Discussion (20 Comments)Read Original on HackerNews
> While Breslow didn’t get into the specifics of the exact differences, he wrote on LinkedIn last year that, “HR is the wrong energy, format, and approach. People ops empowers managers, streamlines decision making, and keeps the company moving at lightning speed.”
> “We need a group of people who are very oriented around getting things done, and there is just a culture of not getting things done and complaining a lot,” he added at the Fortune conference.
I like this phrase!
When we were acquired by a F500 public company with >10k employees, they had more HR staff than my entire company. I do wish the TFA had more details on the issues this CEO experienced but I don't think he's exaggerating. My biggest issue was that BigCo's HR dept was the source of a lot of disruption and distraction for my people. Several of my top engineers complained about all the mandatory training sessions, compliance paperwork and online "learning modules" with nanny robo-quizzes. It was a lot.
The thing is, before being acquired we were in full compliance with all state and federal regs, yet somehow there was ~5x more HR burden at BigCo. And managers got all that plus an extra side of mandatory "managing people" training sessions and robo-quizzes. Then managers had to enter detailed quarterly evals and everyone had to participate in a pointless "360" peer review process that couldn't help feeling vaguely dystopian. And BigCo was proud to be the sector leader in employee satisfaction and retention. Everything was first-class, top-quadrant and 'industry best practice" yet my startup had substantially better satisfaction & retention numbers with an "HR Team" of 0.5 people and a tiny fraction the cost, time and cognitive burden on everyone.
I checked their careers page and see they operate in Europe. I’ve found it very common for American execs to be surprised and exasperated by the fact that there are actual worker protections there and they can’t just fire people on a whim.

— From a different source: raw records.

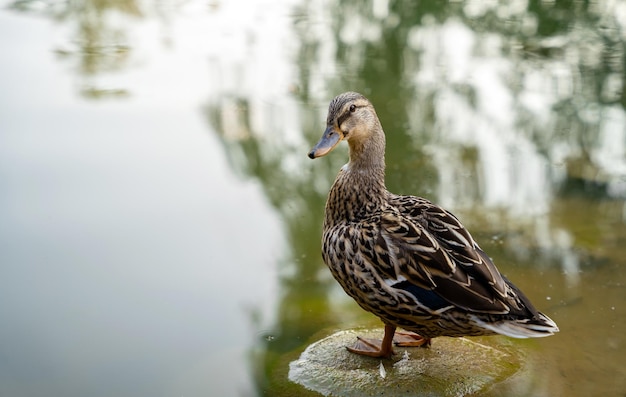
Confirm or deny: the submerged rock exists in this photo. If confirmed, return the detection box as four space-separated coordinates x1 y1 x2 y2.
289 329 522 397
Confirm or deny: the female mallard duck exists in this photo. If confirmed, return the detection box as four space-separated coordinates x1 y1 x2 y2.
309 92 559 357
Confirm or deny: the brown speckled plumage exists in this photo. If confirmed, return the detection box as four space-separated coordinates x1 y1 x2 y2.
309 92 558 356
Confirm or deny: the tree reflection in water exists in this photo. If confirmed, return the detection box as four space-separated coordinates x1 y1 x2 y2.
12 0 626 395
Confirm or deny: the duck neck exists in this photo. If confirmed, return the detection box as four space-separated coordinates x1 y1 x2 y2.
325 130 388 226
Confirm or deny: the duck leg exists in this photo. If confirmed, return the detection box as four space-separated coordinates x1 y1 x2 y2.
346 324 396 358
393 332 430 347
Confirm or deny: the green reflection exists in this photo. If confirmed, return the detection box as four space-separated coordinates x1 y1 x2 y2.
202 1 626 394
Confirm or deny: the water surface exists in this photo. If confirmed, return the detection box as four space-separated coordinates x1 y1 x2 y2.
0 0 626 396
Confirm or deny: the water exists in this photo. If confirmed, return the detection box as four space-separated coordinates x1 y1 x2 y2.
0 0 626 396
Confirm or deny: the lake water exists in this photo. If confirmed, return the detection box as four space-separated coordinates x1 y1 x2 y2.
0 0 626 396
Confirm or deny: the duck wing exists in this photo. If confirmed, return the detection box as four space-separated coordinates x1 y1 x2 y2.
380 196 520 314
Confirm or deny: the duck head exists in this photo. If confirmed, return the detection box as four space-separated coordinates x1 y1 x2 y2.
309 92 384 159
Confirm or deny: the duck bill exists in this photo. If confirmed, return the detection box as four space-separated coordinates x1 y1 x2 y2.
309 125 343 159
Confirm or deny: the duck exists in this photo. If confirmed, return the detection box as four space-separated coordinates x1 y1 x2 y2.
308 92 559 358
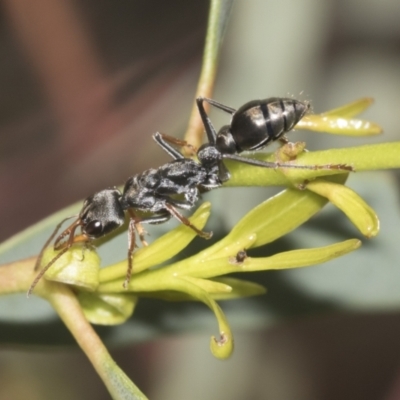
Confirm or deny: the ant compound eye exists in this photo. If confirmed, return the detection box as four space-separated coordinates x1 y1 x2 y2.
84 221 103 237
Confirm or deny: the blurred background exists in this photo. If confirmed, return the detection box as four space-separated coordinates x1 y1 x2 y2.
0 0 400 400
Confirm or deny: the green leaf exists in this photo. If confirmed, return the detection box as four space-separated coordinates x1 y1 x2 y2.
78 291 138 325
307 179 379 238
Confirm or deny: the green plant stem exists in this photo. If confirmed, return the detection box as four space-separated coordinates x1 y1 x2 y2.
46 283 146 400
185 0 233 147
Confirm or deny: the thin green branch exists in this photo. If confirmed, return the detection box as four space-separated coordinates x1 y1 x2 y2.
185 0 233 147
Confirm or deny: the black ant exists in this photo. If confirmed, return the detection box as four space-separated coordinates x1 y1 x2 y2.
28 139 221 296
28 98 352 295
153 97 353 185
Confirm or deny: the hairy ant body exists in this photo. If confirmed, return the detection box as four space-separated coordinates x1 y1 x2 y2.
28 97 352 295
28 139 220 295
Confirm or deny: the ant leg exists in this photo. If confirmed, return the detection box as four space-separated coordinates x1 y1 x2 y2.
33 215 75 271
123 210 171 289
123 210 148 289
26 247 69 297
153 132 185 160
196 97 222 145
153 132 197 158
26 221 79 297
165 203 212 239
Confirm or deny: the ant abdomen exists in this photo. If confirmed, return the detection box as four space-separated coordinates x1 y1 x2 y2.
230 97 310 153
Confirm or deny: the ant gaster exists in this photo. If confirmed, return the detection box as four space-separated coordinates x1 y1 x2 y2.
155 97 353 186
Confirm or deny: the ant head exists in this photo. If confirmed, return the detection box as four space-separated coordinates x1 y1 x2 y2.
292 100 311 119
54 189 125 250
79 189 125 239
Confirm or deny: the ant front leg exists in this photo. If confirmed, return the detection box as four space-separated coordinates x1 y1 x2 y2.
165 203 212 239
123 209 171 289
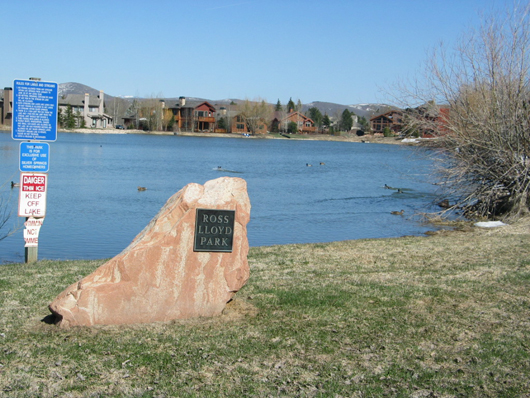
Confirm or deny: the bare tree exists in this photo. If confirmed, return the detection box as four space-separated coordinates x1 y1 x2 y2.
399 5 530 218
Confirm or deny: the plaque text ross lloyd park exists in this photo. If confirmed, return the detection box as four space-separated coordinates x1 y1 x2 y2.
193 209 236 253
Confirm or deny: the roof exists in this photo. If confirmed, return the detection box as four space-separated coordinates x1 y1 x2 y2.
164 100 215 112
58 94 101 106
370 109 403 121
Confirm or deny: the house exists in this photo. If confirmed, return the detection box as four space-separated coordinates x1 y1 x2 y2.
58 91 113 128
406 101 450 138
272 112 316 134
370 110 404 134
167 97 215 133
0 87 13 126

Given the volume of the whisper network, I'm surprised it hasn't come out already.
- Recruiting - Onboarding - Payroll / Insurance - Culture development - Team building - Legal compliance - Offboarding
We (~120 employees) have worked with some massive conglomerates and retail enterprises too, and HR is wholly necessary for those formats. Where the line blurs between white collar and blue/brown collar collar is where HR becomes mandatory. For a purely white collar company? Absolutely useless and not worth it.
The people who do the list of tasks you described are literally the HR team.
Regardless of what you call that group of people; that’s your HR team.
You still have to do the same job, just now with team who is less qualified to do that. But if you guys are all happy about that, you do you.